Chance of Winning? Zero.

Remember yesterday’s post “A Tax On Stupid People”?  I delivered the unhappy news to win a simple $500 a week for life in the NYS Lottery, statistically, you would have to scratch a ticket every second of every day for 3 ENTIRE LIFETIMES to hit the magic ticket (buying about $8-million dollars of lottery tickets in the process). That was a little disappointing to those of you who had counted on the prize to pay next month’s rent. But the good news was you only had to pay $1 for your moronic delusion. Some dopes pay $30!

Of course the chance of winning the Grand Prize is roughly equivalent to walking around your backyard with a bushel basket waiting for a plane to drop $1-million into it. But even THOSE chances – zillions to one – are better than if you have NO CHANCE of winning.

What’s that?

Yeh, sorry. Sometimes there’s NO chance of winning the Grand Prize. Why?

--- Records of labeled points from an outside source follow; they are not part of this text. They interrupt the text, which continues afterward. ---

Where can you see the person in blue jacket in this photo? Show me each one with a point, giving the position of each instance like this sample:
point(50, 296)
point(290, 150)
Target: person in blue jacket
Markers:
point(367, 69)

Because someone may have ALREADY won it. WHAT!?

Think of how it works. Some gerbil-like bureaucratic committee in Albany gets to choose a new Lottery game from the thousands that are sent in by New Yorkers who have too much time on their hands. So they run the numbers through the computers to make sure the odds are so stupidly high, even Paris Hilton could see there’s little chance of  her ticket actually winning. And then they set the run of the new game (say six months to a year) and print the estimated required number of tickets to distribute to retail vendors and start the massive ad campaigns.

BUT THEN some nitwit actually HITS the Grand Prize in the first month of a year-long campaign! (It’s happened any number of times.) Uh-oh. There’s only one Grand Prize and eleven months to go. Now what?

“Well New York pulls the game or announces there is no more Grand Prize to win, right?”

Sure, kid. And the cow really jumped over the moon.